- The Washington Times - Monday, March 7, 2016

Writing in the pages of National Review on Monday, a group of influential Catholic leaders made an appeal to their fellow believers not to vote for Republican primary front-runner Donald Trump.

“We urge our fellow Catholics and all our fellow citizens to reject his candidacy for the Republican presidential nomination by supporting a genuinely reformist candidate,” the letter pleads.

The primary authors of the missive, Princeton University professor Robert George and Ethics and Public Policy Center fellow George Weigel, said Mr. Trump is “manifestly unfit to be president of the United States” and does not represent Catholic values.

“His campaign has already driven our politics down to new levels of vulgarity,” the writers say. “His appeals to racial and ethnic fears and prejudice are offensive to any genuinely Catholic sensibility.”

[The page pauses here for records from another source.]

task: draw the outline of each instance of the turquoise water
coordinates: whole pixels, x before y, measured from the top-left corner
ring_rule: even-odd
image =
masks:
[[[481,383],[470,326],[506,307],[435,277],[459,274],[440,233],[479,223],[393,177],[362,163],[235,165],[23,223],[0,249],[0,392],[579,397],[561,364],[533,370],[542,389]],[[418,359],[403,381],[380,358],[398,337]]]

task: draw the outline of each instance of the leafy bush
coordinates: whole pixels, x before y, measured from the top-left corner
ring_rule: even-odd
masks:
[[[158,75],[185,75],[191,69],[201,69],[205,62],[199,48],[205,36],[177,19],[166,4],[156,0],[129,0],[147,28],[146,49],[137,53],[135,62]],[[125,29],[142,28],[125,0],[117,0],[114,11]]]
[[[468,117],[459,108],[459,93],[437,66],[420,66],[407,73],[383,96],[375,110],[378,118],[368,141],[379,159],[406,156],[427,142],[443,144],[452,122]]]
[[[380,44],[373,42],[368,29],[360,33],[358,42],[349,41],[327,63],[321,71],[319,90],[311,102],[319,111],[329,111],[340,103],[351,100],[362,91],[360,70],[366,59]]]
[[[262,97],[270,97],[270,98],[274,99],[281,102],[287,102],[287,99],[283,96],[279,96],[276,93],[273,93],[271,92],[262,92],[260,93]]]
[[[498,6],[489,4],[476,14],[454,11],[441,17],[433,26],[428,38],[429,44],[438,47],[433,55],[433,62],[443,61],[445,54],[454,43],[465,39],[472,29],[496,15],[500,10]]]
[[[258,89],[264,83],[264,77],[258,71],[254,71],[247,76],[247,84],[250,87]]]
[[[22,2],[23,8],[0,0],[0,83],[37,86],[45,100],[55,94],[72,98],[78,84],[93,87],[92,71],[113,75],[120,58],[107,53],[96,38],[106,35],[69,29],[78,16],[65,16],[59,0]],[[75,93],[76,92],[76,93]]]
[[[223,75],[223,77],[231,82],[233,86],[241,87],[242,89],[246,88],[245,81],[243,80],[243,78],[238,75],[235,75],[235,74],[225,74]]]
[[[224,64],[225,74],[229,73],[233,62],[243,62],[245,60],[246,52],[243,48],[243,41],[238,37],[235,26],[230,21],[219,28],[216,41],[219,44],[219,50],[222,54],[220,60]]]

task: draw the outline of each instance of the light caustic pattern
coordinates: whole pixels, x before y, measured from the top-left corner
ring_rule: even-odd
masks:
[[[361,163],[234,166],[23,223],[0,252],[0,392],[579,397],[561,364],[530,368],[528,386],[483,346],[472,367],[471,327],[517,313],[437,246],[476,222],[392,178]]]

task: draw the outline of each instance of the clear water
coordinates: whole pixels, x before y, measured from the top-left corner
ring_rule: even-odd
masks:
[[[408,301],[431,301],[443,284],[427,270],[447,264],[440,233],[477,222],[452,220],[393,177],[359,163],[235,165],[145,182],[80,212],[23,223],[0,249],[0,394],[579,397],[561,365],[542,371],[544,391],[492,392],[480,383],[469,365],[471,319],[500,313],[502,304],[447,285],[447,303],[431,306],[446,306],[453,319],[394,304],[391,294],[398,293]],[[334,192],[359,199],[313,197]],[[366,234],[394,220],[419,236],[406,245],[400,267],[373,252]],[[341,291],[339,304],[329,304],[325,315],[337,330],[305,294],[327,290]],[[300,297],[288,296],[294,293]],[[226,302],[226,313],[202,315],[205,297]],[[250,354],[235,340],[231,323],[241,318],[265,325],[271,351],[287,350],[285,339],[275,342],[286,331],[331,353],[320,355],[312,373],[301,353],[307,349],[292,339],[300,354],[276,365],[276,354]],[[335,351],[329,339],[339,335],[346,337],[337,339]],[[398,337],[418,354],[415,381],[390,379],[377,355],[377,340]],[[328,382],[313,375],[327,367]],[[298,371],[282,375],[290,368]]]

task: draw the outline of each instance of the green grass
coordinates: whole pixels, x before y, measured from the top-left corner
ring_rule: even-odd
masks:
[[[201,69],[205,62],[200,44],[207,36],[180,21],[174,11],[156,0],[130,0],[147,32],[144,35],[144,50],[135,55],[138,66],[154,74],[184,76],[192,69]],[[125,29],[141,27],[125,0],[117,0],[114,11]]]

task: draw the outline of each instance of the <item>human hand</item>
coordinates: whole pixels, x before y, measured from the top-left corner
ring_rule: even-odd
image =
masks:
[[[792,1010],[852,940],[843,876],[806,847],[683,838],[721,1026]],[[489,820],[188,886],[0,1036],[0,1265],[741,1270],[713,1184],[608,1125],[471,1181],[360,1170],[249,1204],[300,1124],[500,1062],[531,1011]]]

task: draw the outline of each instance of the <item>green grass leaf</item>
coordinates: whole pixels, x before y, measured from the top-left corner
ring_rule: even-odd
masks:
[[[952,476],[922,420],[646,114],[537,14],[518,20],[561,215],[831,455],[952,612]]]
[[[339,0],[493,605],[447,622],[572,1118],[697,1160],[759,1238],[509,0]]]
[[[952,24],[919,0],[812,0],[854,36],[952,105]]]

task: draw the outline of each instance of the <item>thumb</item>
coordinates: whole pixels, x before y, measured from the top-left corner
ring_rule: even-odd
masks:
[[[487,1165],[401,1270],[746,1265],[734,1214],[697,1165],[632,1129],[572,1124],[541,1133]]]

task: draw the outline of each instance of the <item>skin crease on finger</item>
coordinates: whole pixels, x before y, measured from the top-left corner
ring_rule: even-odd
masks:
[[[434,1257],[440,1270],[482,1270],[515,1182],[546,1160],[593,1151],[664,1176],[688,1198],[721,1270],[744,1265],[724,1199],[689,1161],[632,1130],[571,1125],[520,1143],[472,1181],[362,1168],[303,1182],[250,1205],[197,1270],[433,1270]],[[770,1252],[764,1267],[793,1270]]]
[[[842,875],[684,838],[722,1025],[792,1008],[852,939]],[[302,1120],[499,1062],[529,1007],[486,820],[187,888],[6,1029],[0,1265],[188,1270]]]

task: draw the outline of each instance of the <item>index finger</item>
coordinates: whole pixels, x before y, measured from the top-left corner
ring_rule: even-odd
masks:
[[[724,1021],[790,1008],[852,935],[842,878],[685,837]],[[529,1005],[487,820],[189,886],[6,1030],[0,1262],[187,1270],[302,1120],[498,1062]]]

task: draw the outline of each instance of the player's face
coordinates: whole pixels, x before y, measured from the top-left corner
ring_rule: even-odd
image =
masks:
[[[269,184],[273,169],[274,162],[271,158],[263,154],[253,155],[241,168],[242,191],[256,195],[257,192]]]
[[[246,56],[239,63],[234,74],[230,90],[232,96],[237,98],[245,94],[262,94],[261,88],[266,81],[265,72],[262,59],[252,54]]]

“And there is nothing in his campaign or previous record that gives us grounds for confidence that he genuinely shares our commitments to the right to life, to religious freedom and the rights of conscience, to rebuilding the marriage culture, or to subsidiarity and the principle of limited constitutional government,” the letter continues.

The letter is signed by dozens of prominent Catholic thought leaders, including the Heritage Foundation’s Ryan T. Anderson, Brian Burch, president of CatholicVote.org, and Ann Corkery, founder of Catholic Voices USA.

The plea comes after polls that show Mr. Trump with a surprising level of support among Catholic Republicans.